English writer Ian McEwan and his celebrated work

Every now and then a new name shines in the arts world. In the movie industry, theatre, visual arts, music: each field holds a talent on the spotlight. The same applies to Literature, and one of the most celebrated authors nowadays is British novelist and screenwriter Ian McEwan.

 

Born in England in 1948, McEwan began his career writing short, dark stories, which earned him the nickname of  “Ian Macabre”. In the 1990s, he sort of changed that style and wrote a number of highly acclaimed novels that would bring him some of the most important prizes and awards.

One of those first appreciated works is Enduring Love (1997, “Amor Para Sempre” or “Amor Eterno” in Portuguese-translated editions), which tells the story of two strangers who become dangerously entangled after witnessing a hot air balloon incident in a sunny afternoon. The book was later adapted into a movie of the same name and received good reviews.
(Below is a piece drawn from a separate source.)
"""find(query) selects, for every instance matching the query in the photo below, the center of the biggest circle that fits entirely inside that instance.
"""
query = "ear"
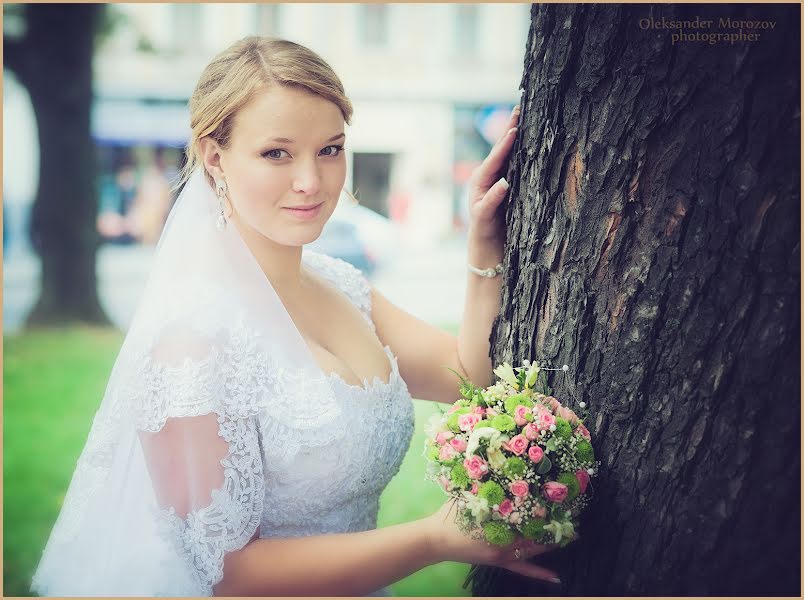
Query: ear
(211, 155)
His most honoured novel is, perhaps, Atonement (2001, “Reparação” in Portuguese). On the hottest day of the summer of 1935 in the English countryside, Briony – a dreaming, creative young girl aspiring to become a writer – makes a terrible mistake when she thinks her older sister is attacked by the family’s housekeeper’s son. She doesn’t know that Cecilia, her sister, and Robbie, the young man, are actually about to begin a romantic relationship. Her version of the incident added to a series of events lead to Robbie’s arresting by the police and soon after that he is sent to fight in World War II, tearing the couple apart. McEwan’s writing style is so vivid and accurate that you soon feel part of the scene and incredibly close to the characters. The plot then turns to a description of their lives and struggles during the war in the most riveting way. The third, final part brings a discussion on how literature can or cannot change facts and make up for things past. Atonement earned a praised and award winning movie adaptation in 2007 (“Desejo e Reparação”, directed by Joe Wright).

Other works by McEwan include Amsterdam (1998, “Amsterdam”), which won the Man Booker Prize, Saturday (2006, “Sábado”) and On Chesil Beach (2007, “Na Praia”), easily found in Brazilian bookstores. His latest novel, Solar, was released in 2011 in Brazil and has received great reviews as well. He is expected at this year’s FLIP in Paraty and his talk is certainly one of the festival’s most anticipated.

If you’re looking for high quality reading and great language and vocabulary practice, Ian McEwan’s books are guaranteed to be an extremely enjoyable experience.